By themselves, these steps were not sufficient to fund the necessary modernization of Medicaid eligibility systems, however. Cost allocation rules, under Office of Management and Budget (OMB) Circular A-87,5 generally require that all programs benefiting from an investment must share in its cost.6 If that principle had applied in this case, the eligibility systems that serve Medicaid programs would have received considerably less than the 90 percent federal funding that CMS sought to provide. All but five states use their Medicaid eligibility systems for human services programs as well—most commonly the Supplemental Nutrition Assistance Program (SNAP) and Temporary Assistance to Needy Families (TANF).7 Altogether, 39 states and the District of Columbia have systems that are fully integrated between Medicaid and SNAP, and an additional seven states integrate the two programs for certain populations or geographic areas.8 Normal cost-allocation rules would thus have required the cost of IT upgrades to be shared between Medicaid, for which the federal government pays a 90 percent match; SNAP, for which the federal government pays a 50 percent match; and TANF, which funds IT from the state’s block grant, presumably by reducing other expenses covered by the grant.
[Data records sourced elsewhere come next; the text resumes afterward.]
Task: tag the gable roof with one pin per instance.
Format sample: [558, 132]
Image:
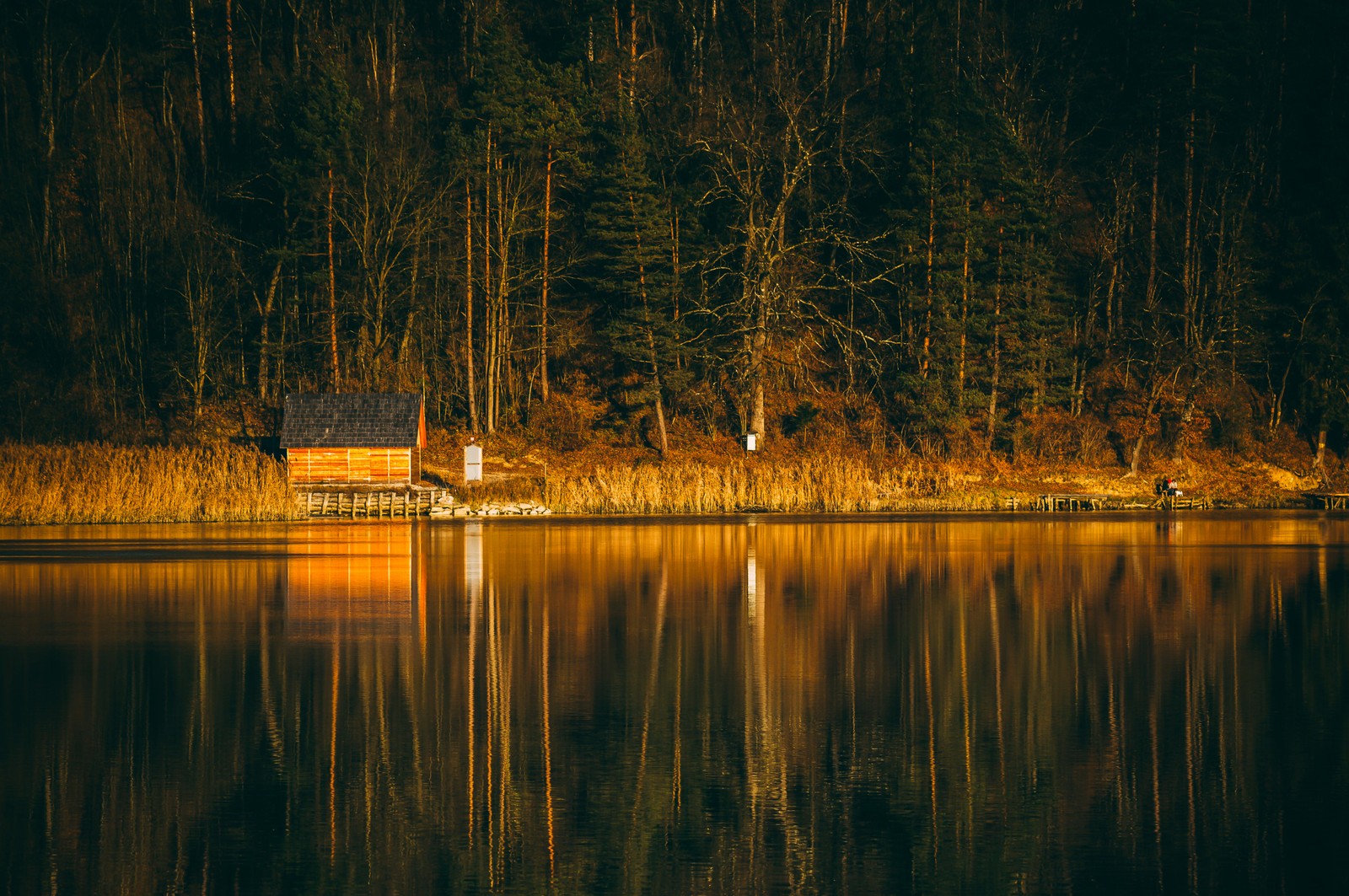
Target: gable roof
[352, 420]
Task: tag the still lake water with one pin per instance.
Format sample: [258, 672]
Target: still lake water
[741, 705]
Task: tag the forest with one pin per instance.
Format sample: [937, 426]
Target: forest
[961, 227]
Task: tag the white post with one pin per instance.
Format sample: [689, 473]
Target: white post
[472, 463]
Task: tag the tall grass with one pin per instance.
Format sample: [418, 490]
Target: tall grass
[107, 483]
[836, 485]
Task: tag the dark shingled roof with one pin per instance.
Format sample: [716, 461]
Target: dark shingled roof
[351, 420]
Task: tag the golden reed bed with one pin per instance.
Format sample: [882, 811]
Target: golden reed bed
[46, 485]
[54, 485]
[811, 485]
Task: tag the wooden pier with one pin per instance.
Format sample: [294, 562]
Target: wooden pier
[1061, 502]
[1180, 502]
[370, 503]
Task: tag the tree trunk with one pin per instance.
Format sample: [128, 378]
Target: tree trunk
[265, 334]
[469, 308]
[1143, 433]
[332, 292]
[229, 64]
[543, 301]
[759, 348]
[202, 108]
[927, 314]
[997, 355]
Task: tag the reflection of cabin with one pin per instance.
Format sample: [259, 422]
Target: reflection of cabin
[363, 582]
[354, 439]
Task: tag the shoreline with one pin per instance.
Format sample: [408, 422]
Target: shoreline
[96, 483]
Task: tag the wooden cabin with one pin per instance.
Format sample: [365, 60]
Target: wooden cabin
[354, 439]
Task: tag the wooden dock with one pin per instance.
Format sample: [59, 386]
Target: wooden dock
[370, 503]
[1180, 502]
[1062, 502]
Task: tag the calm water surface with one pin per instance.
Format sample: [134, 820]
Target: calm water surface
[745, 705]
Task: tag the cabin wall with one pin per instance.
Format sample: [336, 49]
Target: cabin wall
[355, 466]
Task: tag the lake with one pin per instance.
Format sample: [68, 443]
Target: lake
[992, 705]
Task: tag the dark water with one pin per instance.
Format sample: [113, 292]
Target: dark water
[776, 705]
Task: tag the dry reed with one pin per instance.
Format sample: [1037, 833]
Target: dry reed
[42, 485]
[811, 485]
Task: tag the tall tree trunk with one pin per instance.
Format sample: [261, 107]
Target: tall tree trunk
[759, 348]
[1151, 290]
[229, 62]
[1189, 263]
[265, 309]
[651, 336]
[1143, 432]
[469, 307]
[997, 354]
[489, 318]
[332, 292]
[924, 361]
[202, 108]
[965, 316]
[543, 301]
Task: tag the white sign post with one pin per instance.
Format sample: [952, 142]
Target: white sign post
[472, 463]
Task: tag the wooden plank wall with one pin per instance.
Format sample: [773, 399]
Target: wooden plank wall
[350, 464]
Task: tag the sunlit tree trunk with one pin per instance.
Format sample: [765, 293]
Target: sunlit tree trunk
[335, 382]
[196, 72]
[543, 300]
[229, 64]
[470, 368]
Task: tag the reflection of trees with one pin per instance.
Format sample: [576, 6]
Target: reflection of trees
[881, 706]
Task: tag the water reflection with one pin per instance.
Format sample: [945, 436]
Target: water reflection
[1115, 705]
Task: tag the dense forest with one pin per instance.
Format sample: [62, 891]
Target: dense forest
[942, 222]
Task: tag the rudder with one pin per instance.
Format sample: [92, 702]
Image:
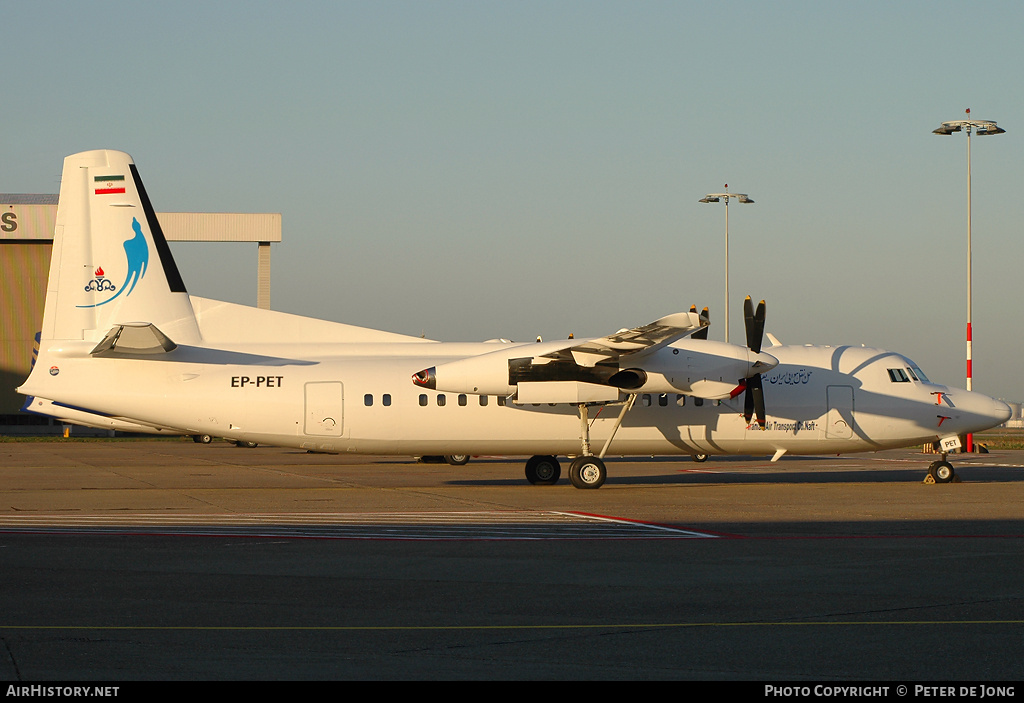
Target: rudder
[111, 262]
Operating under normal cost-allocation rules, Medicaid programs typically paid 40 to 60 percent of eligibility system costs.9 The 90 percent matching percentage would have applied only to that Medicaid share of eligibility system upgrades, so states would have been asked to pay significantly more than 10 percent of IT modernization costs. States may not have modernized Medicaid eligibility systems, endangering accomplishment of the ACA’s core goals.
To avoid this result, OMB created an exception to the normal application of cost-allocation rules, for a limited period of time. The exception is described in a letter from the U.S. Departments of Health and Human Services (HHS) and Agriculture (USDA), dated August 2011, explaining that federally funded human services programs, such as SNAP, TANF, the Child Care and Development Fund (CCDF), the Low Income Home Energy Assistance Program (LIHEAP), and the Special Supplemental Nutrition Program for Women, Infants and Children (WIC), can benefit from investments made to modernize eligibility systems for Medicaid, CHIP and state-based marketplaces, without allocating the system development costs across all benefiting programs. That letter, along with other relevant policy documents establishing the terms of the cost-allocation exception, are discussed in the next section.